The other main speaker – here to deliver the Kaivan Mistry Memorial Lecture – was Leo Houlding. At 36, Leo was roughly 40 years junior to Doug, as much apart in age as the last hurrah of book shops from PowerPoint and world by Instagram. He was similar to the veteran in the essence of his pursuits yet dissimilar in tenor for in the decades that separate them, technology evolved sufficiently to leave nothing to the imagination. Both climbers have a penchant for big walls but while Doug became known as a mountaineer, Leo, despite an Everest ascent in the company of Conrad Anker, said he isn’t a great fan of snow, ice and altitude. What attracts him is world stacked vertical; big rock faces – from Greenland to the Americas and Antarctica – that run uninterrupted for up to a mile vertically. The monasticism that graced the suffering of climbers from Doug’s period in climbing, you found in the technologically superb visuals of Leo’s climbs. What you once saw imprinted in the soul of man as the aftermath of a climb, you now see in the pixels of a camera sensor as it brings home to you what it was like to be out there. From the world’s still remote areas came visuals of vast snowfields with orange-brown rock thrusting up from them like teeth in a crocodile’s jaw. “ Those fangs – that’s what I like to climb,’’ Leo said. Intended or otherwise, Doug and Leo were an engaging mix at the club’s annual function for the transition by 40 years, they represented in climbing.
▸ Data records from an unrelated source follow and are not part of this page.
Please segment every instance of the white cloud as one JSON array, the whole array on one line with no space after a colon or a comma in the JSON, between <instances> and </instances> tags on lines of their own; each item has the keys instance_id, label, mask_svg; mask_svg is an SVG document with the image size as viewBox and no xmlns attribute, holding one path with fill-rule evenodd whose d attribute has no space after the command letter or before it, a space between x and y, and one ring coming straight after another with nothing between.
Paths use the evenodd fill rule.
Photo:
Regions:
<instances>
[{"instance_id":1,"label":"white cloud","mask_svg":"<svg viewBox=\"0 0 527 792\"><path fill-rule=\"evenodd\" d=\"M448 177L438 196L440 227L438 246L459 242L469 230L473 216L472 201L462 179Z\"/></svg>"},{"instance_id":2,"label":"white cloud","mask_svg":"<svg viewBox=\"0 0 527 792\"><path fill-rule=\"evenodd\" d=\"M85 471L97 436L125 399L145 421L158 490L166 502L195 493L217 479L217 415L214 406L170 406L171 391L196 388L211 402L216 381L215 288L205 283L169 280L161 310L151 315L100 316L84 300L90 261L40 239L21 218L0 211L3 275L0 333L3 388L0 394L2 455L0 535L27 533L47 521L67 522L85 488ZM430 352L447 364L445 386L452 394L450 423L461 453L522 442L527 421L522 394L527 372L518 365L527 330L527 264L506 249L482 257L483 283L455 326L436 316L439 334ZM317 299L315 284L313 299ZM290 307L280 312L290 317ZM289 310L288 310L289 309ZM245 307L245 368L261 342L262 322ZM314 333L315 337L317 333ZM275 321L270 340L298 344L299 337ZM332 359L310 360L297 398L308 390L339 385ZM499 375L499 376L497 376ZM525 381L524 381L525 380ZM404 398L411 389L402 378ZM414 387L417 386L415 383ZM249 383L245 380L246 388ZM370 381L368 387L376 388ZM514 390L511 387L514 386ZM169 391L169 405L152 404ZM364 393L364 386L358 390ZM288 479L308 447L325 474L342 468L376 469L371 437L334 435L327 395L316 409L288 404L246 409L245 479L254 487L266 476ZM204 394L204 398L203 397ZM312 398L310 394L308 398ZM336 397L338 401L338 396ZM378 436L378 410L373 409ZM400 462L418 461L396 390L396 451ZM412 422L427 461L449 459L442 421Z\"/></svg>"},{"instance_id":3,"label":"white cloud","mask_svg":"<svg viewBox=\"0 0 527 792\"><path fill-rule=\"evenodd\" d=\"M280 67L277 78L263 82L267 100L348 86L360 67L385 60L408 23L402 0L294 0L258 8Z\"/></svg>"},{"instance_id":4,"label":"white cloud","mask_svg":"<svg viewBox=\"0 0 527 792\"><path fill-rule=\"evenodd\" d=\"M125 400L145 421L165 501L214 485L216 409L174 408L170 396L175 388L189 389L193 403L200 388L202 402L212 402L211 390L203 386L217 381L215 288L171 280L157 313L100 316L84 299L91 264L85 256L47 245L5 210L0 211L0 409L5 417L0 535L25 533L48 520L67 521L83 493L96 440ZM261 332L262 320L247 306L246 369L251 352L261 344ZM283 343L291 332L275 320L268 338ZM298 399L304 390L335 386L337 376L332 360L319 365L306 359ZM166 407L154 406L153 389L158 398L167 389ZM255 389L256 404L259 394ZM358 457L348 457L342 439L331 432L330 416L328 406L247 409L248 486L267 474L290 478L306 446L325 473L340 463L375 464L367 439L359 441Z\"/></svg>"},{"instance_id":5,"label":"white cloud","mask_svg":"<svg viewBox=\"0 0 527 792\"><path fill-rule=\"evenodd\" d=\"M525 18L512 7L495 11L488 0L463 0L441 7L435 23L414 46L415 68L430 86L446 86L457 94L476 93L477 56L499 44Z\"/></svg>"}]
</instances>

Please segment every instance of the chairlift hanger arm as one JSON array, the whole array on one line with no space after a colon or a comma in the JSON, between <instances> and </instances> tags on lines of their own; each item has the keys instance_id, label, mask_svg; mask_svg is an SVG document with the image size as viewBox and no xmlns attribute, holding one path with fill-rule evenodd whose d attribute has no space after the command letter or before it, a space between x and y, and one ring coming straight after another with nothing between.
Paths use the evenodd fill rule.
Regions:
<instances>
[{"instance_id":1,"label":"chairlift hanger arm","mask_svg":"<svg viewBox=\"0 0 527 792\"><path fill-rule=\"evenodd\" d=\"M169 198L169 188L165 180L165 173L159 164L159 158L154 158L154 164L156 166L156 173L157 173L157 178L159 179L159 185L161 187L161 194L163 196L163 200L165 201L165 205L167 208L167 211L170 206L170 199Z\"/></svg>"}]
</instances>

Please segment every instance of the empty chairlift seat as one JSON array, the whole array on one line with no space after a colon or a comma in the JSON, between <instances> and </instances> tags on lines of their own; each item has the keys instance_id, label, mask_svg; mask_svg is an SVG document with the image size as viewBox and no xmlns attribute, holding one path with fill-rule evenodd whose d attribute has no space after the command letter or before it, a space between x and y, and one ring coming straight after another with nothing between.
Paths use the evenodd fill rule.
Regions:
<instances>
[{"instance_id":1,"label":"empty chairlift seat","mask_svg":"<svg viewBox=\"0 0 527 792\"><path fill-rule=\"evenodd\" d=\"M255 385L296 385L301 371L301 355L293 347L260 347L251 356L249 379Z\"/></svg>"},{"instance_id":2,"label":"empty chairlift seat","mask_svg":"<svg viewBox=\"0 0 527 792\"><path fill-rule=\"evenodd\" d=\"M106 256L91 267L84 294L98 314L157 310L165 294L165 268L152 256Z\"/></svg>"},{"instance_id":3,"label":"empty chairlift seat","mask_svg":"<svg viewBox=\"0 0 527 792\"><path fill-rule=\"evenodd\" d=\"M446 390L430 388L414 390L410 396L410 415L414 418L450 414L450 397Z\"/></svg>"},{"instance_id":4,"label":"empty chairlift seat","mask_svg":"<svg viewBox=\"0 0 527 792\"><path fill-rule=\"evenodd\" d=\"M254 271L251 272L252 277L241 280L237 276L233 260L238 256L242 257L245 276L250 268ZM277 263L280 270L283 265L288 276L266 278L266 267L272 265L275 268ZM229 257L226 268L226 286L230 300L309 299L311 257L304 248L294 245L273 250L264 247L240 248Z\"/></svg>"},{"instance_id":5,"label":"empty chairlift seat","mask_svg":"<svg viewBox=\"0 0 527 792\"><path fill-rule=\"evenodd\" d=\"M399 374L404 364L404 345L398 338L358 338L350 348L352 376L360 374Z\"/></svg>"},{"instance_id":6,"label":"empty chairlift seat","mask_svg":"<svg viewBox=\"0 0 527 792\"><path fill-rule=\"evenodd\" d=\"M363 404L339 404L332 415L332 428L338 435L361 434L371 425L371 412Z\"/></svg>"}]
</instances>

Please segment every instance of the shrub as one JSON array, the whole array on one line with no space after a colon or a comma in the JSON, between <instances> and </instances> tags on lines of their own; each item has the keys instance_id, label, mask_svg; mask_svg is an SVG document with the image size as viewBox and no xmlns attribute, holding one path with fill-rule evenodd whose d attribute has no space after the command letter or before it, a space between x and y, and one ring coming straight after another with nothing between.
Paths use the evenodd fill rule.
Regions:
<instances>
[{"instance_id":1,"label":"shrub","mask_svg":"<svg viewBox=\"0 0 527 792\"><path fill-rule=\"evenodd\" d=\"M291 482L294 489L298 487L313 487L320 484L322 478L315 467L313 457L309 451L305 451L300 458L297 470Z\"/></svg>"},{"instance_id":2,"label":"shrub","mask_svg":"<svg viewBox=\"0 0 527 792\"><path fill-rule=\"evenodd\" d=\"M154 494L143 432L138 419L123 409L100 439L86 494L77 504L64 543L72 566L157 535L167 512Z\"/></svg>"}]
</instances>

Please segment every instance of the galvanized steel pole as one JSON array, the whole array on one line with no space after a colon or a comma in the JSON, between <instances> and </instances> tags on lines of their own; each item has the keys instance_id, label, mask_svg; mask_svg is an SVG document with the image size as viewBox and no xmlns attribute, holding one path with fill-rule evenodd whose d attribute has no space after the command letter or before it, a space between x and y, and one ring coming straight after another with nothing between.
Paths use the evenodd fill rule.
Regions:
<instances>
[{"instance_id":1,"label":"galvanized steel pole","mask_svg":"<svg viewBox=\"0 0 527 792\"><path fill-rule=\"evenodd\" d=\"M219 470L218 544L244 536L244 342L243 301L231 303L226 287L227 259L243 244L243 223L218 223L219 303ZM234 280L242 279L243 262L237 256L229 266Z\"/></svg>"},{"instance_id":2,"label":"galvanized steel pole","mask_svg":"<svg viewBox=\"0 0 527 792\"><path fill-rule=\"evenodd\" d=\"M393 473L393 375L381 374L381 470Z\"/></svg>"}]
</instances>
Leo Houlding (Photo: Shyam G Menon)

Leo Houlding (Photo: Shyam G Menon)

In 1975 Doug and Dougal Haston had essayed the first successful ascent of the south west face of Everest. The climb included a bivouac on the south summit at 8760 m (28,908 ft). The much climbed peak is still trampled by many adding it to their bag of conquests, by the tamer, well used south east-ridge route. In climbing season, this route features a line of people making their way up Everest. Speaking of the predicament on Everest and other mountains, Doug said, “ if only you go around the corner, there will be nobody there. There is plenty of scope to commune with the mountain; just that nobody goes there.’’ In his life, one trip to the mountains led to another, all the way to Everest and beyond. “ Beyond?’’ he asked, adding in praise of alpine style climbing, “ Yes, I discovered that less is more. Less people, less equipment, less cost; it’s just you, your friend and a rope in between. Alpine style is simply wonderful.’’ He said that the problem with large, siege type expeditions “ is that only two people make it to the summit and everybody else is left wondering what it may have been for them.’’ Doug wrapped up his presentations with a slide show backed-account of his descent from Baintha Brakk aka The Ogre (23,901 ft) in Pakistan, an epic multi-day crawl of a descent given he broke both his ankles during an abseil. Accident notwithstanding, that trip in 1977 produced the first ascent of the peak. Thanks to Leo, the audience were treated to a film in the wake of George Mallory’s body discovered on the slopes of Everest, in which Conrad Anker and Leo follow in the footsteps of Mallory and Andrew Irvine. It showed a very rare instance of the Second Step (a rock face below the summit) being free climbed to test whether Mallory and Irvine could have reached the summit with what climbing techniques they possessed, long before a ladder came to be stationed there. Leo’s own take on whether the British duo may have reached the summit before Edmund Hillary and Tenzing Norgay: possible but not probable.

The annual seminar also featured a film by a team from the Himalayan Club about an expedition in Ladakh and a presentation by Nungshi and Tashi Malik, famous for being twin sisters climbing some of the world’s well known mountains.

(The author, Shyam G Menon, is a freelance journalist based in Mumbai.)